Automated summarization, context-driven personalized research paper search, and tools for creating visual abstracts and graphics didn't exist at all a decade ago. With the advent of AI, passionate entrepreneurs and even researchers themselves started solving for the research industry and specifically for improving scientific communication. With the stable adoption of technology and products in this domain, scientific research is benefitting immensely.

We talk about AI as a new technology, but it has been a part of our daily lives since ages, in the form of different software and products. Some consider AI to be a smart algorithm or magic sauce, while some confuse data science and analytics with AI. In general, AI can now be defined as anything that is driven by data and is smart enough to give better results than existing technical solutions. AI solves by bringing a missing piece of the puzzle to the table, but it still is never the complete solution.

The scientific research community provides a great example of how the acceptance of technological advancement can lead to minimizing effort and maximizing delivery (in this case, of research findings) to the end audience; thereby strengthening the role of AI.

During the early stage of the COVID-19 pandemic, researchers and medical practitioners were working around the clock to get a vaccine out. With access to very few samples and limited data, it was difficult for them to rapidly test and experiment. The chief AI officer at one of the pharma companies, which launched the first generation of COVID vaccines, even mentioned that one of their biggest bottlenecks was the manual generation of mRNA sequences. With the right amount of process automation and AI algorithms, they were able to automate this generation process and scale to nearly 30 times with better consistency. This helped them quickly productionize and significantly reduce the time to market for a vaccine from an average 5-10 years to less than one year.

AI as an innovator

We are living in an era where data is the new electricity. So much of it is generated on a daily basis. The same is also true for research. To provide some context, millions of research papers are published each year across all subject areas. Researchers face three major hurdles: searching for the right paper, accessing the paper, and spending time searching, accessing, and reading the paper only to find that it is irrelevant to them.

With the help of smart research paper fingerprinting based on extracting concepts and relevant context, and by using advanced algorithms such as Concept Mesh and Neural Extractive Search, the search for relevant papers becomes much more efficient.

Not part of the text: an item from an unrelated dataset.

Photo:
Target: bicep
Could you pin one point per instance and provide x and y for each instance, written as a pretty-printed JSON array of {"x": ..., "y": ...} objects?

These algorithms are much better than the traditional keyword-centric search.

For making research accessible to everyone, Open Access (OA) initiatives powered by strong data warehousing and AI strategies adopted by publishers are now driving various use cases in improving scientific communication. Auto-summarization and Information Retrieval algorithms benefit immensely because of OA, which in turn helps in overcoming the third hurdle – reducing the time spent by researchers to go through hundreds of research papers.

AI as a creator

We are living in the age of disruption, especially in the art domain where recent advances made by generative AI models like DALL-E and Stable Diffusion have the power to create phenomenal visualizations with just simple text prompts (written ideas). Taking it one step ahead, imagine using such models to generate visual abstracts, infographics, and posters, which can distill your research into consumable content for the masses.

Not only this, but transformer-based large language model products help people and researchers, especially from a non-native English-speaking background, write with negligible errors, and give them tips to become better. They also help reduce the rejection rate of research papers, by helping minimize grammatical errors and adhere to the many micro standards of different publishers.